What Could Be Built Here: Growth, systems, and community in Columbia
By Andrew Grabau, Executive Director, William Guitar Little Foundation
There’s a large vacant lot a few blocks from my house in central Columbia that’s been empty for years. I’ve heard various stories about how it might be developed. Rumors of a large apartment complex, individual market-rate homes, or a mixed-use commercial and residential project. Every time I pass it or sit at the intersection, I think about how this is a missed opportunity to do something- anything- let alone something that could transform individuals and our community. Instead, it’s still just a huge chunk of grass that probably takes a long time to mow. I believe it’s likely vacant not because people don’t care about what happens there. They (whoever the owners are) likely want to see it used for something beneficial. But I think it’s likely more about our community’s challenge to ask what could be built here and then act on it because like many things, building something meaningful has become harder than it should be.
This lot is just one example of what I see throughout our community. It’s also a symbol of the systems we’ve inherited. Whether it’s housing, workforce development, or education, too many plans and intentions seem to get stuck. And when we fall back on the idea that there’s just not enough- enough land, enough funding, enough people, enough financial resources, we reinforce a scarcity mindset and the belief that “it is what it is”.
There’s a different way to think about community opportunity and progress. Ezra Klein, in his book Abundance, highlights this and argues that we’ve forgotten how to build all sorts of things. His call isn’t partisan or ideological, it’s about recovering the belief that our systems can work if we align them to create opportunity at scale. Some might claim this book, or this idea is an attack on the efficiencies of government. My point in referencing it is to share my belief that we should strive and can do big things together. This requires us to reexamine the limitations that have become systematic barriers and to be open to a different mindset.
This kind of mindset is at the heart of what some call an Abundance Agenda. It’s not a slogan, it’s a challenge: What happens when we stop saying “no, because” and start saying “yes, if”? What becomes possible when communities work to unlock the resources, remove roadblocks, change systems, and maximize what we already have?
In Boone County, we’re already seeing this shift. Projects like the Boone County’s Upward Mobility Initiative are tackling root causes of poverty, not just symptoms. The Boone Impact Group is modeling public-private collaboration and raising the capacity, therefore the impact, of nonprofits through greater collaboration. However, despite these and other efforts designed to increase upward mobility, continued challenges have made it hard to significantly scale these and other promising efforts.

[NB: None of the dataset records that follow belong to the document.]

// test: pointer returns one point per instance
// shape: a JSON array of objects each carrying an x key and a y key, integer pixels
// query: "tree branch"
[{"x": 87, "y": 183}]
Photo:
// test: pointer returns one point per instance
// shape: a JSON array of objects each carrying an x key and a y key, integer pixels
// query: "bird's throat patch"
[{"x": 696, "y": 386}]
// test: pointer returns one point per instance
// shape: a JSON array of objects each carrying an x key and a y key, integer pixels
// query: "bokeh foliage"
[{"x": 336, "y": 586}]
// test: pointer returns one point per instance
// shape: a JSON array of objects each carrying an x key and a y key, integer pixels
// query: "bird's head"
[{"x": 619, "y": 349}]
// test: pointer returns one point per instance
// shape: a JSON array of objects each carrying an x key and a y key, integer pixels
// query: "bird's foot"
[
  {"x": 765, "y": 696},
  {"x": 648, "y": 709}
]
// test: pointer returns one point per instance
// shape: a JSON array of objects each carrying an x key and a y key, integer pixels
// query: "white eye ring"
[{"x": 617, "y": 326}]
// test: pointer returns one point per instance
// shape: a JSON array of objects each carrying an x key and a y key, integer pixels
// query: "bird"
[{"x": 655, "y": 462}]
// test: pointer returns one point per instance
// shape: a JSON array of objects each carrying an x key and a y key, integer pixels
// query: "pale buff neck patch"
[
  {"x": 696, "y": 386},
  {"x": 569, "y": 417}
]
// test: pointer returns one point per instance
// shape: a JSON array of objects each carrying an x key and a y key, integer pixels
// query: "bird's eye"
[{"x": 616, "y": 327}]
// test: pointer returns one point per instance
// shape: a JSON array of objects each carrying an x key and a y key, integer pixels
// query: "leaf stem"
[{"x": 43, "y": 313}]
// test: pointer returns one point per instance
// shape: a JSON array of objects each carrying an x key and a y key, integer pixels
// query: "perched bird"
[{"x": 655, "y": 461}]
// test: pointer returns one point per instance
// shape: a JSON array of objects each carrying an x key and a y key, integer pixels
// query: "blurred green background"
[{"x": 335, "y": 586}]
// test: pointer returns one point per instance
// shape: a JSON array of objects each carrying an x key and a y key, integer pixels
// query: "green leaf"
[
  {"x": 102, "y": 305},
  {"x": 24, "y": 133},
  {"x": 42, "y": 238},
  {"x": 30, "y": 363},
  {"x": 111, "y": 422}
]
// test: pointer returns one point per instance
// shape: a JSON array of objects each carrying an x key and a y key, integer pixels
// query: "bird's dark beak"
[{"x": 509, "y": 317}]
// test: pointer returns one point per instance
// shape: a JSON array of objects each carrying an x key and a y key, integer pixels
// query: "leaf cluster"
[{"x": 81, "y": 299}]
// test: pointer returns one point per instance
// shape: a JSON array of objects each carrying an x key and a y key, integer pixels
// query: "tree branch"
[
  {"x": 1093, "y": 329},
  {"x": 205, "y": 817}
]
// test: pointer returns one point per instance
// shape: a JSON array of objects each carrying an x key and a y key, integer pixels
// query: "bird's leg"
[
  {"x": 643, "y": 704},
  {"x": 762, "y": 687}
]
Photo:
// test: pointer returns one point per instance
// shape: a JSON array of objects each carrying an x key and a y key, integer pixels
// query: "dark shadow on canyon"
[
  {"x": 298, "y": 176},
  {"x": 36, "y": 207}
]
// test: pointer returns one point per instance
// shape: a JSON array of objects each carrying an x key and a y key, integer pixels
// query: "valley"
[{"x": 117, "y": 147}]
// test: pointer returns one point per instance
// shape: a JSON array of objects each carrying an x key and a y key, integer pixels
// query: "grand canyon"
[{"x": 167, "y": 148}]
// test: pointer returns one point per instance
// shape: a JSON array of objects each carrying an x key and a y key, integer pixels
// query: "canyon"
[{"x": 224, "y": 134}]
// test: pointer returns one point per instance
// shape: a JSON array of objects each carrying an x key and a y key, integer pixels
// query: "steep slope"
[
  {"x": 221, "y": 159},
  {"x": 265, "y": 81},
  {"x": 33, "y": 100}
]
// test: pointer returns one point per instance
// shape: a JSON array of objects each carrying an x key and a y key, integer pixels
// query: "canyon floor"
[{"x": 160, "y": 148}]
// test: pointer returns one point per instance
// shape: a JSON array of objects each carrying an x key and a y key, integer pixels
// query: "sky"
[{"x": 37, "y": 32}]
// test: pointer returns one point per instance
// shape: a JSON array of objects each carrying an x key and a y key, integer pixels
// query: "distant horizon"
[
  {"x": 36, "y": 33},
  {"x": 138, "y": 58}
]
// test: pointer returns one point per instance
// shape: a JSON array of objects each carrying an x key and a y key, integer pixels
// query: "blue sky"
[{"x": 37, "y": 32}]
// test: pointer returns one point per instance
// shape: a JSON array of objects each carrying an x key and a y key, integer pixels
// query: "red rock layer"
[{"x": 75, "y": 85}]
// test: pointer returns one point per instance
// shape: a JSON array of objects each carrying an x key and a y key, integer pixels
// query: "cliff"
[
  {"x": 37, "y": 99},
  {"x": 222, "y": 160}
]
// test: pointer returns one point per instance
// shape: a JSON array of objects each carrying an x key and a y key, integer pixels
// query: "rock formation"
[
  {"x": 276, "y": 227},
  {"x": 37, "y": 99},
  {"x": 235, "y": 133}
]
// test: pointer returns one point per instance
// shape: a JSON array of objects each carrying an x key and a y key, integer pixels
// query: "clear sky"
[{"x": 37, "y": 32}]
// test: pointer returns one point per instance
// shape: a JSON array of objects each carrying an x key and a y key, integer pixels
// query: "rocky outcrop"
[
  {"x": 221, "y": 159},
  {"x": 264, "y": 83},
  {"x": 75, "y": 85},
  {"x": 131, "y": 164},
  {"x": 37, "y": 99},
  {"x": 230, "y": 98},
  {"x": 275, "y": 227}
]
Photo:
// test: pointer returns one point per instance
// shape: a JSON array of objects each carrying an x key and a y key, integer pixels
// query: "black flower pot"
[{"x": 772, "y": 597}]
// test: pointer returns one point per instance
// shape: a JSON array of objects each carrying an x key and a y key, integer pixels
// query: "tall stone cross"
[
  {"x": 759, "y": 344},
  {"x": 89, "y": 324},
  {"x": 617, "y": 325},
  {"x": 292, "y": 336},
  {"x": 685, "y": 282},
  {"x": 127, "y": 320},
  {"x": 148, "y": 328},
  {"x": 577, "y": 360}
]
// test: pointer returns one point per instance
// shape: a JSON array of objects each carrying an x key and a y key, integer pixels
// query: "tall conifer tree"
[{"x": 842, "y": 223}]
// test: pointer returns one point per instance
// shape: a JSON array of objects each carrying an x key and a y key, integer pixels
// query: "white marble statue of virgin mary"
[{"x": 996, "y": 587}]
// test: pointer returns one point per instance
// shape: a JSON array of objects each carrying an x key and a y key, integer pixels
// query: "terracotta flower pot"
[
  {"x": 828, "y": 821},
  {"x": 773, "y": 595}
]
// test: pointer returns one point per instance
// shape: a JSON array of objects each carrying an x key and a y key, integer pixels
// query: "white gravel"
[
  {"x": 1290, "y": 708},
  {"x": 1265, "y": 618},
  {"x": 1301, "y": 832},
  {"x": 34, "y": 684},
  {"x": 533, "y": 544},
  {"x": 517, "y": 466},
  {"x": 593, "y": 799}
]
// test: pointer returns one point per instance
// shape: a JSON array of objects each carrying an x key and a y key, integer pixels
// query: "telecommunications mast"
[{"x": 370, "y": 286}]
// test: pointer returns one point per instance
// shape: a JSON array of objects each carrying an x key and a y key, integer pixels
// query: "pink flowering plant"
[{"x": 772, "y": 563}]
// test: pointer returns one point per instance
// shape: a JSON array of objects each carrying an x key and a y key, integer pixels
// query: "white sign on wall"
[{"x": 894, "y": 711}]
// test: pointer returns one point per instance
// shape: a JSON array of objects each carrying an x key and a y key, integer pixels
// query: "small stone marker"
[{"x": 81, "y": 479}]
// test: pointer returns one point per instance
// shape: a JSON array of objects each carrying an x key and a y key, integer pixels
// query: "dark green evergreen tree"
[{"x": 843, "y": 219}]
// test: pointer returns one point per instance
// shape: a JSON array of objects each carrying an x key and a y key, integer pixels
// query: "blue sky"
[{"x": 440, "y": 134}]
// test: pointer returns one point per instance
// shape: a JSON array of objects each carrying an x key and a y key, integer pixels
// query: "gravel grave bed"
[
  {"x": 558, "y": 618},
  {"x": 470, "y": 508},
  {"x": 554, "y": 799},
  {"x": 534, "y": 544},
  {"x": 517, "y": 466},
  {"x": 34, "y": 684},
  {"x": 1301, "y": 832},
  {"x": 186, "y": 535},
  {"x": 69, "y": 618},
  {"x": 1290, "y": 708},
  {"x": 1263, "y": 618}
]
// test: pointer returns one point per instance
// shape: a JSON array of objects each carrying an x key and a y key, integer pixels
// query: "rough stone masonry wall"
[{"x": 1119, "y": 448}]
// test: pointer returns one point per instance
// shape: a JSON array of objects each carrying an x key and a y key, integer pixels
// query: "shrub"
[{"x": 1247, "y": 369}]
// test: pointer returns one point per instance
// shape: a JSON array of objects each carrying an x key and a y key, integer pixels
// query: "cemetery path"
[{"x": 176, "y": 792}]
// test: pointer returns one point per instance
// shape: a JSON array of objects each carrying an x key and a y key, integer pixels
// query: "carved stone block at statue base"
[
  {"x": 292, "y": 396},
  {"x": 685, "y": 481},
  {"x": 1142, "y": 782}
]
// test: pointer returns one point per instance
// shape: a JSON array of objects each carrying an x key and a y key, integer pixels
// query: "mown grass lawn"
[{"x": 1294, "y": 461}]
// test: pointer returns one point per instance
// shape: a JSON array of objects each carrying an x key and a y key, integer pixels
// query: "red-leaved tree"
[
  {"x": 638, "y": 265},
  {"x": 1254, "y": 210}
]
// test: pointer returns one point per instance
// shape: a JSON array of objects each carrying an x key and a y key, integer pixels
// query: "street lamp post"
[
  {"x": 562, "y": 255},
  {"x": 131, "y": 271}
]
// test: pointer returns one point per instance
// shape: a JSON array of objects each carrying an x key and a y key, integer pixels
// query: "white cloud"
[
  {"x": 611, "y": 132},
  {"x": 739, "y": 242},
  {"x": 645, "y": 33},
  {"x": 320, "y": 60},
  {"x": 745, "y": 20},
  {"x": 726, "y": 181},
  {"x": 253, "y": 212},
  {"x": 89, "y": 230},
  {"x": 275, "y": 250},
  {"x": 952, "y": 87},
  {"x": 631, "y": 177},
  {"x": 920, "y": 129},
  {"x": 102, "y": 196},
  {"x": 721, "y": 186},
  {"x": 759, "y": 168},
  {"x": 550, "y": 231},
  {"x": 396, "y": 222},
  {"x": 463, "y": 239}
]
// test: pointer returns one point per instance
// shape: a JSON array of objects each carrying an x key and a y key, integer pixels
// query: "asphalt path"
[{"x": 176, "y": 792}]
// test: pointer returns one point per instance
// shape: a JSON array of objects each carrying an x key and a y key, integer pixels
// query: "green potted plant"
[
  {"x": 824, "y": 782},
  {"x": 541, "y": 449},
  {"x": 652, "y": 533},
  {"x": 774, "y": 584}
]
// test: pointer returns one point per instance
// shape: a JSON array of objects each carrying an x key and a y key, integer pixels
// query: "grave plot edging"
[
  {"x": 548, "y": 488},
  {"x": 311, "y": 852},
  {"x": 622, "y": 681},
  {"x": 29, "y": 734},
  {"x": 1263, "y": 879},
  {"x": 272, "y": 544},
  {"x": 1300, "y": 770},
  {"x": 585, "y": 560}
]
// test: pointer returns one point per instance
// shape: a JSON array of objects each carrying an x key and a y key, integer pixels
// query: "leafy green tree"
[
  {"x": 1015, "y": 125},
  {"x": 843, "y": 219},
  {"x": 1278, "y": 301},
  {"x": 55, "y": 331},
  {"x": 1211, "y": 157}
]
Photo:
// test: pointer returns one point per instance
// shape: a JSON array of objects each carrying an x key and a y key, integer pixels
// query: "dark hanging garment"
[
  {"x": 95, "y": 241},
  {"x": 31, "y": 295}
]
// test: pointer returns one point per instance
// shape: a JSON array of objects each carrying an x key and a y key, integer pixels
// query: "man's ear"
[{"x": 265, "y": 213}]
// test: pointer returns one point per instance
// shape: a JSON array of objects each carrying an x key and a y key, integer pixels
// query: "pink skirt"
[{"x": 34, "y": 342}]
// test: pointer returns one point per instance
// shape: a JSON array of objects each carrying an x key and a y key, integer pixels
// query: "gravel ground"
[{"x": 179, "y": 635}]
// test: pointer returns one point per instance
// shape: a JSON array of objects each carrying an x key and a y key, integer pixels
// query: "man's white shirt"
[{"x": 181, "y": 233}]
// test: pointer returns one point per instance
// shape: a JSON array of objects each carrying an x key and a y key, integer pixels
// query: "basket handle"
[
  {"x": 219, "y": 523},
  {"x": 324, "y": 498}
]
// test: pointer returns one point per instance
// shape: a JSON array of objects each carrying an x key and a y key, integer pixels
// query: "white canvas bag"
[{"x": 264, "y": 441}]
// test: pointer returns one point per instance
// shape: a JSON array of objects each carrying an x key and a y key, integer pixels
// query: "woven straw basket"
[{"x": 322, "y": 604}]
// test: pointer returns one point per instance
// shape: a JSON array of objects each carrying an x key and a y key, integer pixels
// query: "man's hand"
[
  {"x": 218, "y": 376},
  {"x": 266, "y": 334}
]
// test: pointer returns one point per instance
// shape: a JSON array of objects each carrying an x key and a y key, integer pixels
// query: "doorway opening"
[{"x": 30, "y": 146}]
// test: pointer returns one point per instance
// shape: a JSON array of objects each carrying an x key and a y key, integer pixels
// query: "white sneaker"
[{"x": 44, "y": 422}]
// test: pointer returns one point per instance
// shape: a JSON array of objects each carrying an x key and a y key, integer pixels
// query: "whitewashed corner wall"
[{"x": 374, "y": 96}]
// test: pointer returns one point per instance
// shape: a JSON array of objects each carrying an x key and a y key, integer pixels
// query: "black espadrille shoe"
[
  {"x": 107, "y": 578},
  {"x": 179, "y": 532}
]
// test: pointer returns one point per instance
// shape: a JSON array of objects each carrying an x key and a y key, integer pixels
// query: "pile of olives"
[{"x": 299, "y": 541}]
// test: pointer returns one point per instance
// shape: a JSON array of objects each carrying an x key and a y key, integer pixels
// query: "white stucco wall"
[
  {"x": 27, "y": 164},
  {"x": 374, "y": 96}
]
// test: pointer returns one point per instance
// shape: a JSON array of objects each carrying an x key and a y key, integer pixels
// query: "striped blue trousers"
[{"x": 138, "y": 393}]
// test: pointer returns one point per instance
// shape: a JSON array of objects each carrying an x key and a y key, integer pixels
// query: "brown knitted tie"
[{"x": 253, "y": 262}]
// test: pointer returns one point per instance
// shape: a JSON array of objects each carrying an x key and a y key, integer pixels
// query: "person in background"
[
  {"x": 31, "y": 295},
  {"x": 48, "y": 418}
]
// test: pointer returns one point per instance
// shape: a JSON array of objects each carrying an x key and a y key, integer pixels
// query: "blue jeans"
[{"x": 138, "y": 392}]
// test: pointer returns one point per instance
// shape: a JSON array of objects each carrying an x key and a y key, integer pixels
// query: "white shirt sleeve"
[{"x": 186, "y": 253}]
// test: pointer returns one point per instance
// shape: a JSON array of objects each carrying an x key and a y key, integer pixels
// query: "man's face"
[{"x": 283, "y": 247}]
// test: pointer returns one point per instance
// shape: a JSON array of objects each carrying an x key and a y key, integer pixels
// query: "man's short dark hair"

At the William Guitar Little Foundation, we see recognizing this as a call to action and an opportunity to be a part of the momentum. Our role isn’t to lead all efforts, it’s to help accelerate what’s already taking shape and support new innovative efforts to flourish. We believe in investing in organizations that raise the bar, that take smart risks, and that measure what matters. It’s what’s possible when community leaders, nonprofits, government, and business all pull in the same direction.
But to truly move from scarcity to abundance, we will all need to stretch. Local government must rethink how policy can enable rather than delay. Nonprofits must think beyond sustaining and toward transforming. And residents—all of us—must remain open to growth that serves the whole community, not just our own corner of it.
That empty lot near my home is still waiting to become something transformational. Likewise, I believe our community can also be transformed. But it won’t be decided by what we say “no” to, but by what we have the courage to say “yes” to and build together.